Mr Melella wrote on Twitter: “I want to express my rejection of the advance of the ‘pro-British’ movement by a sector of the opposition, which is against the sovereign rights of our country over the Malvinas and the South Atlantic Islands.
“These statements respond to the pro-British stance of an opposition sector linked to the policy carried out by Macri, trying to normalise the occupation of our territory, claiming a surrender policy.
“The Argentine people are very clear about the Malvinas belonging to their territory, and for the residents of Tierra del Fuego in particular, this national cause is part of our DNA.
“We must be united in the face of this advance of the right, so as not to suffer again the ravages of a foreign policy at the service of colonialism.”
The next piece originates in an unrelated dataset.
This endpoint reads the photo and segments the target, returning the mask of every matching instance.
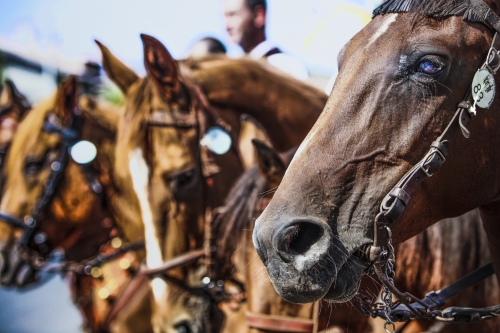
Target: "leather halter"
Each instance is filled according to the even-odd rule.
[[[312,319],[247,312],[247,326],[268,332],[317,333],[319,302],[313,303]]]
[[[490,73],[495,74],[500,68],[500,55],[495,49],[495,45],[500,34],[500,16],[494,13],[483,0],[470,0],[470,10],[472,14],[468,15],[467,20],[486,25],[494,32],[490,50],[486,60],[481,68],[486,68]],[[465,20],[465,18],[464,18]],[[398,298],[397,302],[388,299],[379,303],[371,303],[363,295],[356,295],[354,304],[362,314],[371,314],[385,318],[386,331],[387,325],[394,328],[393,321],[407,321],[415,318],[439,319],[443,321],[465,321],[473,322],[478,320],[490,319],[500,314],[500,305],[484,309],[468,308],[448,308],[445,310],[435,310],[442,306],[446,300],[447,294],[451,291],[465,289],[471,281],[477,283],[485,277],[492,275],[491,266],[485,266],[471,273],[472,277],[464,278],[466,282],[459,281],[444,293],[442,298],[436,297],[438,293],[430,293],[424,300],[419,300],[409,293],[400,292],[393,282],[393,248],[391,245],[391,228],[401,217],[407,206],[411,195],[418,188],[421,182],[431,177],[437,172],[446,160],[448,149],[460,132],[464,137],[469,138],[470,132],[465,127],[470,119],[475,115],[476,110],[472,99],[471,89],[469,88],[462,102],[459,103],[450,123],[443,133],[431,144],[430,150],[424,158],[418,162],[410,171],[408,171],[394,186],[394,188],[385,196],[381,205],[380,213],[374,220],[374,242],[369,248],[369,260],[380,281],[384,284],[384,292],[389,296],[391,294]],[[463,279],[462,279],[463,280]],[[445,288],[445,289],[447,289]],[[445,290],[443,289],[443,290]],[[450,291],[451,290],[451,291]],[[390,298],[390,297],[388,297]],[[389,331],[388,331],[389,332]]]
Former Argentine president Mauricio Macri, who is the leader of the opposing Republican Proposal Party, responded that this was not the aim of the movement.
Mr Melella did not give any specific examples of whom he believed was “pro-British” within the moment.
However, he alluded to comments recently made by Sabrina Ajmechet, a candidate for the National Assembly.
And last week, Argentine literary and cultural critic Beatriz Sarlo added to the controversy.
She said: “When people say the Malvinas belong to Argentina, they don’t sit down for a minute to think if they are Argentine or not, or what the Malvinas are.
“Galtieri sent soldiers to the Malvinas and that was a national psychotic act.”
She was referring to Leopoldo Fortunato Galtieri Castelli, who was the President of Argentina from December 1981 to June 1982, during the last military dictatorship.
All their comments sparked outrage over claims they were taking the side of the British – particularly from war veterans and family members of those killed in the Falklands War.